12 'themes' to direct education of pastors

By Joe Isenhower Jr.
 
Twelve “themes” that grew out of suggestions from seminary faculties, board members and focus groups around the church will “be the directive for pastoral education in the LCMS,” says the Synod’s Board for Higher Education (BHE).
 
At a meeting in October, the board passed a resolution that says those themes would provide “a planning and guiding focus for preparation of pastors for the LCMS in the future.”
 
The action states that the Synod’s two seminaries “are to study these themes and their implications for curriculum revision and integrate [them] into their internal planning process.”
 
The 12 themes have to do with the following components:

  • academic readiness;
  • pastoral practice;
  • spiritual formation;
  • mission outreach;
  • scholarship for the church and the world;
  • international/global component;
  • flexibility in approach and delivery of pastoral education;
  • understanding church within culture and context;
  • faithful faculty with pastoral experience;
  • community of faith;
  • service of the baptized; and
  • church administration.

For the full text of the themes, go to www.lcms.org/?914 on the Web.
 
“I am grateful to all those throughout our Synod who helped develop and fine-tune these themes,” said Dr.
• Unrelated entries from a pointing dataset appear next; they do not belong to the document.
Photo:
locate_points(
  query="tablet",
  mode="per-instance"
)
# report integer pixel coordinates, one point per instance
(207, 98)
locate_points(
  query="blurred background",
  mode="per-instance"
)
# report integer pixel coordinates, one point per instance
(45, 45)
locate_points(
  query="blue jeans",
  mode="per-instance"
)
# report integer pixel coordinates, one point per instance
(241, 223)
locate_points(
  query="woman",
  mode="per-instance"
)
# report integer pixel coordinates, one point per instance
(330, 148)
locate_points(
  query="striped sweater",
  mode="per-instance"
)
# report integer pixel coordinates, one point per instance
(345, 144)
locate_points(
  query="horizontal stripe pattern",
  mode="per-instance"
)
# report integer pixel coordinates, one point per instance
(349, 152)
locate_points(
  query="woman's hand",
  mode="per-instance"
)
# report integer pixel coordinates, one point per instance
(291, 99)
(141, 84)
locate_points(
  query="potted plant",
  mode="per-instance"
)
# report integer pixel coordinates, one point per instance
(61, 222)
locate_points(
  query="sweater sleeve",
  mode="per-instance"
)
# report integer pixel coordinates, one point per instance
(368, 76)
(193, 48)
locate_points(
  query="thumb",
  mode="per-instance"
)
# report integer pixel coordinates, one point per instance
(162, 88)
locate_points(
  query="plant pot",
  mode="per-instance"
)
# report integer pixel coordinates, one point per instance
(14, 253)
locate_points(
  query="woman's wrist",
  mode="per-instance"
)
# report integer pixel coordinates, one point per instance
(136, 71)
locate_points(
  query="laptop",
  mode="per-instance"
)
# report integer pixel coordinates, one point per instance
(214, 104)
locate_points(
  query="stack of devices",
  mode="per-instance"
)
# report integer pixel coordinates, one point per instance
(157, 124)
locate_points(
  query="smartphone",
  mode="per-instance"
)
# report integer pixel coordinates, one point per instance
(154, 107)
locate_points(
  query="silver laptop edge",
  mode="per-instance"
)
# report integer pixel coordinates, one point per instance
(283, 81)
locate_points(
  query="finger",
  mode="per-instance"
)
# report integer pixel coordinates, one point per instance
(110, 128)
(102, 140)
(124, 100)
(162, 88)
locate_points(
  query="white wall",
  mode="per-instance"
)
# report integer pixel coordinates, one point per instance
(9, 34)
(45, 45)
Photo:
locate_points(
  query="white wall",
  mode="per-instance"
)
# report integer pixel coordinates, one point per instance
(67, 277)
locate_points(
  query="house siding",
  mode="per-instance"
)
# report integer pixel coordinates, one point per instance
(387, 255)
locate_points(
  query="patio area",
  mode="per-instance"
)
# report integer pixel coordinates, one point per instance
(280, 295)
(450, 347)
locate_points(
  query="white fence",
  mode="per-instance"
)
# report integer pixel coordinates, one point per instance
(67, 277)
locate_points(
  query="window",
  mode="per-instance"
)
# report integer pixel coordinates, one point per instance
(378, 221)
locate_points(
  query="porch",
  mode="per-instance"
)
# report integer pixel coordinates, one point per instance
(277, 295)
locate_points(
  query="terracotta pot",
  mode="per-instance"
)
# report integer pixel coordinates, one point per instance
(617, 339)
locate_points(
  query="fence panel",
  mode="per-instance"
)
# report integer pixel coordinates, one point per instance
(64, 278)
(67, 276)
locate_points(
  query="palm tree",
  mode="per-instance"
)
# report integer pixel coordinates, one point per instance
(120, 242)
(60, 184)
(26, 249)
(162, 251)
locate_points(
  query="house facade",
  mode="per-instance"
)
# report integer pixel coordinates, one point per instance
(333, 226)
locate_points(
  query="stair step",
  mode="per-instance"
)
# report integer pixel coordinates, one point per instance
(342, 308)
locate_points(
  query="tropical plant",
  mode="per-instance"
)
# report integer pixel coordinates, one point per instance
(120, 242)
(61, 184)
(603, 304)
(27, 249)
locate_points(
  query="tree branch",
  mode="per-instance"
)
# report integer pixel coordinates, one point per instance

L. Dean Hempelmann, director of pastoral education with the BHE, who developed the themes.  “Our church body now has been given a clear vision for theological education well into the 21st century.”
 
Hempelmann said that the board’s action “fulfills one of the first goals I had when I joined the BHE staff in 1999 — `to envision with servants of the church … the purpose and priorities of pastoral education in our Synod.'”
 
“Our Concordia University System schools offer fine programs of pre-seminary education and our seminaries do a tremendous job of preparing faithful pastors and provid-ing continuing education for them,” Hempelmann said, “but the need that the themes answer is for a unified vision of pastoral education, starting with pre-seminary education, through the seminary experience and lifelong learning for pastors.”
 
To develop the themes, Hempelmann first interviewed every faculty member of both LCMS seminaries, asking them what they would like to see happen with theological education in the church and what its purposes and priorities should be.  He then interviewed the members of the BHE and other church leaders to develop a summary that led to 11 themes.
 
In focus groups earlier this year with lay leaders, Hempelmann tested the summary and refined the 11 themes. After reading 86 letters and e-mails responding to an article about the themes in the March 2003 issue of The Lutheran Witness, Hempelmann settled on the 12 themes the BHE adopted in
October.

He said that the themes would “serve as a standard” for reviews of the seminaries, which the BHE conducts every three years.
 
“The seminaries and the BHE are to utilize these themes to develop programs and policies, forge relationships and structures, and use resources to fulfill these themes,” says the board action’s rationale.